By LARRY WOODY
It was recently announced Playboy magazine will stop printing pictures of naked ladies.
In related news, McDonalds announced it will stop selling hamburgers.
What's a Playboy without playmates? Did anybody really buy the magazine to seek advice on stereo systems, fall wardrobe fashions or after-dinner wine selections? Of course not! They (we) bought it to see Miss November modeling her birthday suit.
Those are the bare facts.
I suppose I shouldn't take the news about Playboy's new no-nude policy so hard; after all, I haven't peeked at one of the magazines in years. And back when I did, like all young men, I was only interested in the (ahem!) articles.
Still, I felt a tinge of nostalgia when I read the story about the world's most famous girlie magazine's decision to drop girlies. Like most young males who came of age in the 60's, I assumed all attractive young ladies had staples in their navels.
Growing up in the country, I wasn't exactly a Suave Man of the World. As a teen I'd take my date to the Drive-In then we'd swing by the local Dairy Dip for a burger and a shake.
Playboy didn't run Drive-In movie reviews and advice about how to order curb-side. It ran tips about how to subtly invite a date to spend a weekend aboard your yacht after a ride in your new Ferrari. I figured they picked up the burgers on the way.
The only naked lady I saw during my formative years -- not counting my grandmother who stepped out of the shower one morning just as I opened the bathroom door, setting me back years in the puberty department -- was at a carnival one summer. My boyhood buddy Booger Johnson and I used fake IDs to get inside a tent to view an "exotic dancer."

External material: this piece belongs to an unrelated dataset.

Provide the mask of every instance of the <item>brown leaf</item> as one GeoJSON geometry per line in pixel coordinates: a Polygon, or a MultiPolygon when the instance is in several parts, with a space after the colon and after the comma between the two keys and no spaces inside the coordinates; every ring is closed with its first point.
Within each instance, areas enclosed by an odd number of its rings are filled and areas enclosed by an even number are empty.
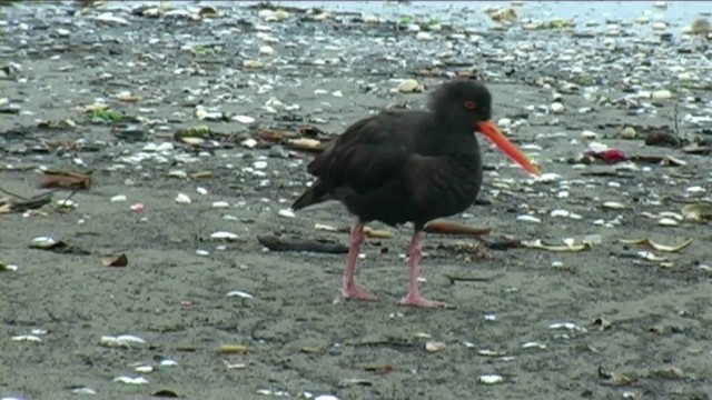
{"type": "Polygon", "coordinates": [[[129,259],[123,253],[115,259],[103,259],[101,263],[103,267],[126,267],[129,263],[129,259]]]}
{"type": "Polygon", "coordinates": [[[91,171],[87,173],[71,171],[44,171],[40,180],[42,188],[89,189],[91,171]]]}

For starters, she didn't dance. And she wasn't the least bit exotic. She looked like my Aunt Gladys. She waddled out on the stage, and as a scratchy record played "Hunk of Burnin' Love," she shed her chenille bathrobe and rolled around on the floor for a few minutes. I wasn't sure if it was part of the act, or if she'd fallen and broken a hip.
The lighting wasn't very good, but as best as we could tell there were no staples in her navel, as Playboy had led Booger and me to believe.
The demise of Playboy is no surprise. Founder Hugh Hefner is 89. When you turn 89 you're more interested in oat bran than Bunnies. I figure Hef is about Bunnied-out.
When you're pushing 90 it's probably time to stop dating young ladies you met when they dropped by for a sleep-over with your granddaughter.
Hef's new magazine will be called Playgeezer. It will run articles titled "How to Achieve Total Bowel Satisfaction in Thirty Minutes," "Sultry Dentures," and "Nursing Home Hotties."
Although Hefner's playboy days are over, his niche in our cultural history is secure. He will be remembered as the Che Guevara of the Sexual Revolution, storming the bastions of propriety waving a skimpy silk negligee as a banner. He took public nudity out of the shadows and thrust it into the light of day (inside a brown-paper wrapper).
Nowadays, of course, Playboy is tame compared to what we routinely see on the internet; or on the evening news, for that matter. What once was steamy is stale, what was naughty is natural. We've taken the risk out of risque.
The days of slick-paged, navel-stapled Playmates are gone. Goodbye, Miss April, and good luck. Long live the Bunnies!